山里本来就比别处更冷,到了夜间更甚。

桑枝夏今日临时起意,跟着奔波了一路的人也都穿得单薄,刚过山腰不远,就已经明显能看到山风吹过有人在打哆嗦。

越往上,可就越冷了。

说话的人脸上写满了惴惴,似是担心惹怒了桑枝夏,期间更是一眼不敢看徐璈那个开口就要人命的煞神。

薛柳欲言又止被徐璈抬起的手拦住,徐璈也没贸然插嘴,而是静静地等着桑枝夏自己拿主意。

桑枝夏左右看了一圈,沾满污泥的手指扣紧肩上的披风,说:“在此做个标记,明日再来。”
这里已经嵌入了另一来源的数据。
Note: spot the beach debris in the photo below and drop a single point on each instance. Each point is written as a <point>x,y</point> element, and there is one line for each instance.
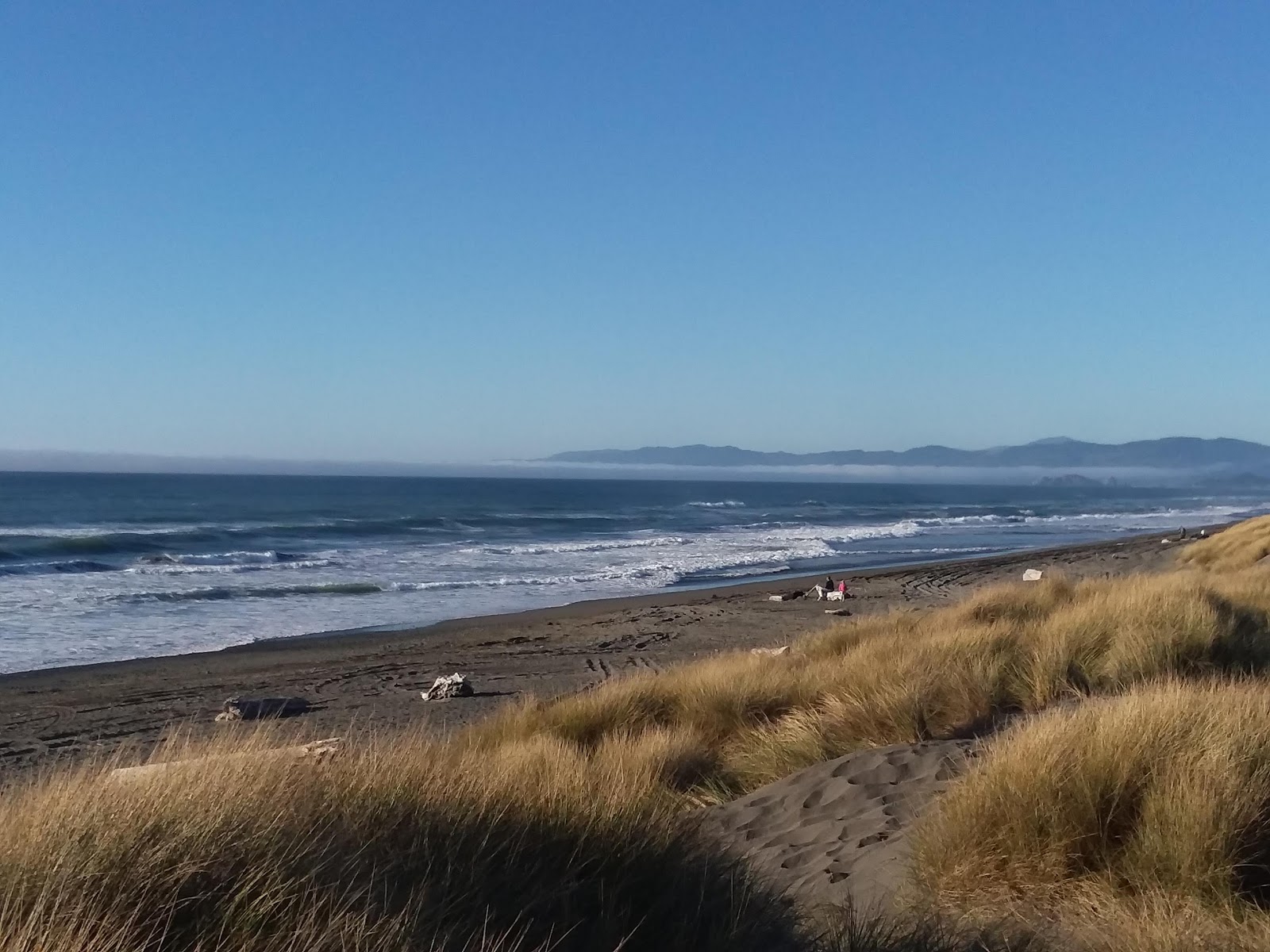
<point>313,752</point>
<point>448,685</point>
<point>241,708</point>
<point>787,596</point>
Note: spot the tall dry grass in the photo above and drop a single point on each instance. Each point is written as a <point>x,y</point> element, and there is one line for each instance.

不安的人如释重负,纷纷张罗着收拾手边的东西准备下山。

徐璈接过桑枝夏手中的小铲子,用只有她能听到的声音说:“脚疼么?要不我背你?”

桑枝夏是今早天色蒙蒙亮就带着人上的山,到现在相当于半点没休息,连着在山里奔走了将近五个时辰。

看起来远比桑枝夏壮硕许多的汉子都白了脸,再加上一路上桑枝夏看土剪枝的事儿全都自己动手,现在定然是比谁都累。

桑枝夏不动声色地揪了一下他的指腹,笑着摇头:“没事儿,趁着天色还早,下山再说。”

下山的途中山间起了细碎的雾。

起初只是一点模糊的白,可转眼间绕过一道弯口,雾气逐渐浓重的同时,明显能察觉到空气中多了冰冷的湿意。

走在前头带路的人哎呦了一声,扯着嗓子回头说:“东家,先下雾再下雨,咱们得快点儿了!迟了这山上的路就更难走了!”

雾深难行山路湿滑,再加上落下的夜色,在山里耽搁的时间越久,潜在的危机就越大。